China’s Ohio Belt and Road, Linking Ohio Jobs to Undercut Labor

China’s Ohio Belt and Road, Linking Ohio Jobs to Undercut Labor

BY JEFF SKINNER

PATASKALA - In a previous article, TOR examined the machinations of one of the U.S. biggest international competitors, and their aims at influencing even local politics in Ohio. One of the most effective means of influencing a region is, of course, economics. Nowhere is that more prevalent than China’s Belt and Road initiative, which has begun paving ways in the small town of Pataskala. 

The most concise way to explain what China’s Belt and Road initiative is would be to summarize Chinese President Xi Jinping, who has spearheaded the project. The aim is to use the old Silk Road trade routes, which previously linked China to the western world, facilitating trade in goods and services and solidified China as a central mercantile hub for the world. Today, the goal is to build on that design by linking China to developing nations in Africa and around the world. Some have criticized the initiative from China as being full of ulterior motives, specifically in undermining U.S. influence in the west or in developing nations. According to The Beacon, the infrastructure projects China invests in, often come with a price. “China uses loans to finance BRI projects, but some loans contain exploitative conditions, allowing China to seize economic assets from partner countries when they can’t pay back their debts,” The article says. “For instance, China acquired a long lease on a Sri Lankan port when the BRI-related debt piled up.” 

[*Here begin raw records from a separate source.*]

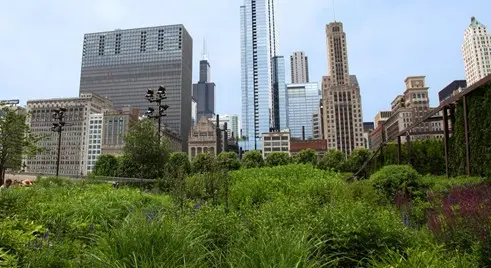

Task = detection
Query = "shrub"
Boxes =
[166,152,191,176]
[192,153,218,173]
[294,149,318,166]
[93,154,118,176]
[217,152,241,171]
[241,151,264,169]
[317,149,345,172]
[370,165,426,201]
[265,152,291,167]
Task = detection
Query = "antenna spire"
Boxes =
[332,0,336,21]
[202,37,208,61]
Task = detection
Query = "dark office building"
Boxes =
[192,58,215,120]
[438,80,467,103]
[79,25,193,151]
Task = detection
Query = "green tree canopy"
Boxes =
[93,154,118,177]
[192,153,218,174]
[294,149,318,166]
[217,152,241,171]
[166,152,191,176]
[122,119,169,179]
[0,107,42,185]
[346,147,372,178]
[318,149,345,171]
[265,152,291,167]
[116,155,140,178]
[241,151,264,169]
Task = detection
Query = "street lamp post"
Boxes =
[145,86,169,142]
[51,108,66,177]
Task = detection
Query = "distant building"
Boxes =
[101,107,140,156]
[188,116,218,160]
[322,22,364,156]
[290,139,328,158]
[438,80,467,103]
[26,93,113,176]
[462,17,491,86]
[209,114,239,139]
[283,83,321,139]
[312,100,324,140]
[290,51,309,83]
[374,111,393,127]
[192,53,215,120]
[86,113,104,173]
[79,25,193,151]
[362,122,374,149]
[262,130,291,159]
[161,126,183,153]
[191,98,198,125]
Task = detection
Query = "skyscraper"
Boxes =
[192,45,216,120]
[79,25,193,150]
[290,51,309,83]
[322,22,364,156]
[462,17,491,86]
[240,0,286,151]
[284,83,320,139]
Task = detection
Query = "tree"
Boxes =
[93,154,118,176]
[294,149,318,166]
[346,147,372,178]
[115,155,140,178]
[122,119,169,179]
[318,149,345,171]
[241,150,264,169]
[192,153,218,173]
[0,107,42,185]
[166,152,191,176]
[265,152,291,167]
[217,152,241,171]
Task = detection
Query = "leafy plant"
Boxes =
[317,149,345,172]
[265,152,291,167]
[241,151,264,169]
[192,153,218,174]
[294,149,318,166]
[217,152,241,171]
[93,154,118,177]
[370,165,426,201]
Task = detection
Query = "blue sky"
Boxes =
[0,0,490,122]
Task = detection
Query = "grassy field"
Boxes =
[0,165,489,267]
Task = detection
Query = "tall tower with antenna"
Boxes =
[193,37,215,120]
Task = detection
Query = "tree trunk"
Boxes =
[0,165,4,186]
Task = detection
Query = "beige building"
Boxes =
[188,116,218,160]
[162,126,183,153]
[101,107,140,156]
[462,17,491,86]
[290,51,309,84]
[322,22,364,156]
[312,100,324,139]
[26,93,113,176]
[374,111,393,127]
[262,130,290,158]
[371,76,443,149]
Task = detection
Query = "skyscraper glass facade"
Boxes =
[240,0,283,151]
[284,83,320,139]
[79,25,193,151]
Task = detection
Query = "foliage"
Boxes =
[317,149,345,172]
[370,165,427,201]
[166,152,191,176]
[217,151,241,171]
[294,149,318,166]
[241,150,264,169]
[192,153,218,174]
[93,154,118,177]
[450,81,491,177]
[0,107,42,185]
[115,155,140,178]
[265,152,291,167]
[122,119,169,179]
[345,147,371,178]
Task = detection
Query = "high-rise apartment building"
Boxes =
[462,17,491,86]
[192,53,215,120]
[290,51,309,83]
[209,114,239,139]
[240,0,286,150]
[26,93,114,176]
[79,25,193,150]
[322,22,364,155]
[283,83,321,139]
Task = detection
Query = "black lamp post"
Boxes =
[51,108,66,177]
[145,85,169,142]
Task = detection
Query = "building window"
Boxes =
[158,29,164,51]
[98,35,105,56]
[140,31,147,52]
[115,33,121,54]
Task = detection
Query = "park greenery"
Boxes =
[1,164,490,267]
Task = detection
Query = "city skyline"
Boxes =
[1,1,490,124]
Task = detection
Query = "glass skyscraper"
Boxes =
[283,83,321,139]
[240,0,285,151]
[79,25,193,151]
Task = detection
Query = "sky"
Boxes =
[1,0,490,123]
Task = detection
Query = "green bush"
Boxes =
[241,150,264,169]
[317,149,345,172]
[370,165,426,201]
[192,153,218,173]
[294,149,318,166]
[217,151,241,171]
[265,152,291,167]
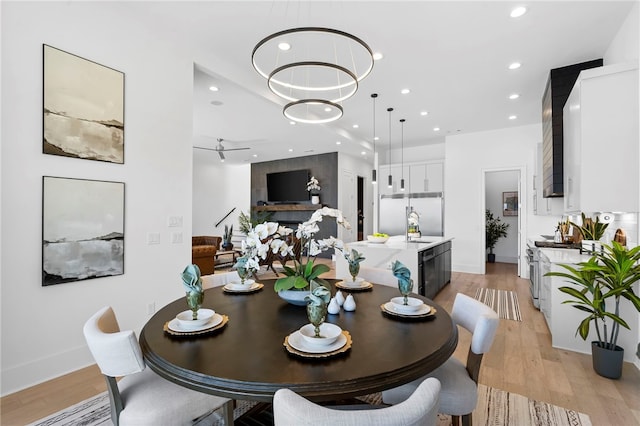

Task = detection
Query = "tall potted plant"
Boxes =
[546,242,640,378]
[571,212,609,253]
[222,224,234,250]
[485,209,509,263]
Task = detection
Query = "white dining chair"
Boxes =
[273,377,441,426]
[357,265,397,288]
[202,270,240,289]
[382,293,499,426]
[83,306,234,426]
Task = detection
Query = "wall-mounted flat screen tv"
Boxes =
[266,169,310,203]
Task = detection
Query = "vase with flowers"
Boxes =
[307,176,321,205]
[239,207,351,305]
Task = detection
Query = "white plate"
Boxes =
[168,313,223,332]
[383,302,432,316]
[224,281,259,291]
[176,308,215,327]
[336,279,371,288]
[390,297,423,313]
[228,279,255,286]
[288,330,347,354]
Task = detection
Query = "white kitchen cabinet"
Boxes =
[563,64,639,213]
[533,143,563,216]
[378,164,406,195]
[409,162,444,193]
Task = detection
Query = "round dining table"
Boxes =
[139,280,458,403]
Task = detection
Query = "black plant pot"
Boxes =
[221,242,233,250]
[487,253,496,263]
[591,341,624,379]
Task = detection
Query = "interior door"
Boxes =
[340,169,356,243]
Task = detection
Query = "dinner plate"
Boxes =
[287,330,348,354]
[382,302,434,317]
[223,282,263,293]
[335,280,373,290]
[168,313,223,332]
[228,279,255,287]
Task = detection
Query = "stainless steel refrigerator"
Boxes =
[379,192,444,237]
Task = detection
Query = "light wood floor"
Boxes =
[2,262,639,425]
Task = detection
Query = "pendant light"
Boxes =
[400,118,406,191]
[371,93,378,185]
[387,107,393,188]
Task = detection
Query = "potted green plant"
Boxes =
[545,242,640,378]
[485,209,509,263]
[222,224,233,250]
[571,212,609,253]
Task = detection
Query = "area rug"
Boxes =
[29,384,590,426]
[474,288,522,321]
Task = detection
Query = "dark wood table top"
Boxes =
[139,280,458,402]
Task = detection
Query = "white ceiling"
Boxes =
[125,1,635,165]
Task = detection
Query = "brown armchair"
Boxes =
[192,236,222,275]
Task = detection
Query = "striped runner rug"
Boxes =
[474,288,522,321]
[28,383,591,426]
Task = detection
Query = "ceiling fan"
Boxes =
[193,137,251,160]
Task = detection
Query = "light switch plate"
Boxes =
[147,232,160,245]
[168,216,183,227]
[171,232,183,244]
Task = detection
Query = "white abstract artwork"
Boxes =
[43,45,124,164]
[43,176,124,286]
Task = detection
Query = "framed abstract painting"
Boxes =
[42,176,125,286]
[503,191,518,216]
[43,44,125,164]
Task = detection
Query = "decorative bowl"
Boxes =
[342,277,366,287]
[367,235,389,243]
[390,297,423,313]
[299,323,342,346]
[176,308,215,328]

According to the article’s author, China is using the infrastructure projects to solidify influence in developing nations with the expectation it will yield eastern influence within international bodies. An indebted nation will always vote for initiatives that benefit their debt holder. 

While the article somewhat outdatedly compares the initiatives predatory loan dispersals to the U.S. historial Marshal plan to rebuild Europe, a more apt comparison would be with the tactics of the World Trade Organization, which essentially operate as a 1-to-1 comparison of what China is currently doing. Much like China’s Belt and Road Initiative, or BRI, the World Trade Organization, or WTO, will issue loans for economic development to third world nations seeking assistance with some caveats, including high interest and the expectation of opening trade domestically in the nation to foreign companies to sell products domestically. These products however are often subsidized by the nations of origin, leading to a significant undercutting of the domestic profit of the nation that took the loan. The documentary “Life and Debt” chronicles the decade long struggle of Jamaica, which lost much of its sovereignty to taking loans from the WTO and allowing foreign banana companies to undercut its largest domestic cash crop, leading to economic ruin. In short, when the nation failed to make good on it’s debts, the WTO imposed the development of economic “free trade zones”, geographic territories which operate at times independent of the laws of the nations they exist in. While this tactic was used by the WTO to impose influence globally, it had been much protested in the west by the voting populations, most notably in the “Battle of Seattle” in 1999. 

It would seem China has taken this tactic to heart though and has established an effective trade and mercantile route through a host of developing nations, giving it an effective route of transport for potentially anything from weapons, to the development of military bases and development as well as cheap labor. That last portion may be starting to take a stronghold in Pataskala.

TOR’s previous coverage of the controversy surrounding Illuminate USA, a Chinese backed green energy corporation which opened a manufacturing plant in Pataskala, Ohio, illustrated how foreign national influence into a region has come with somewhat of a price. Much like the BRI itself, which may seek to undermine the sovereignty of a developing nation or region, so to it seems is Illuminate USA beginning to undermine domestic labor with the importation of foreign H1B workers. After the factory opened in Pataskala to much fanfare of the “Ohio Jobs” it would be creating, the company has gone on in the past year to begin posting H1B position applications already bringing in foreign workers to take positions of minimal specialty. The five listed were filled just in September of 2024.

These positions are bachelor level positions, with some requiring little to no experience begging the question as to why foreign nationals were needed to fill them in a nation with such a large amount of unemployed college graduates, specifically in the STEM and engineering fields?

Ohio currently has around 6500 H1B approved applications according to the U.S. Citizenship and Immigration Services website. The recent firestorm debate involving the MAGA leaning voting base and tech figureheads such as Elon Musk and Vivek Ramaswamy, has illustrated a significant rift between those in positions of power who are largely in favor of the H1B program as a means of importing cheap labor, and the working class population that recognizes its inherent undercutting of their value in the market. No one wishes to compete for a job around the corner from their house with 2 billion workers in India and China.

Whatever the reason for Illuminate USA seeking to undercut domestic labor in Ohio, it cannot be denied the economic impact immigration has on domestic labor. Illuminate USA is certainly beginning to live by the lessons of the BRI, and more eminently the WTO, move into a region, undercut the domestic markets and leave them needy and more susceptible to your next move.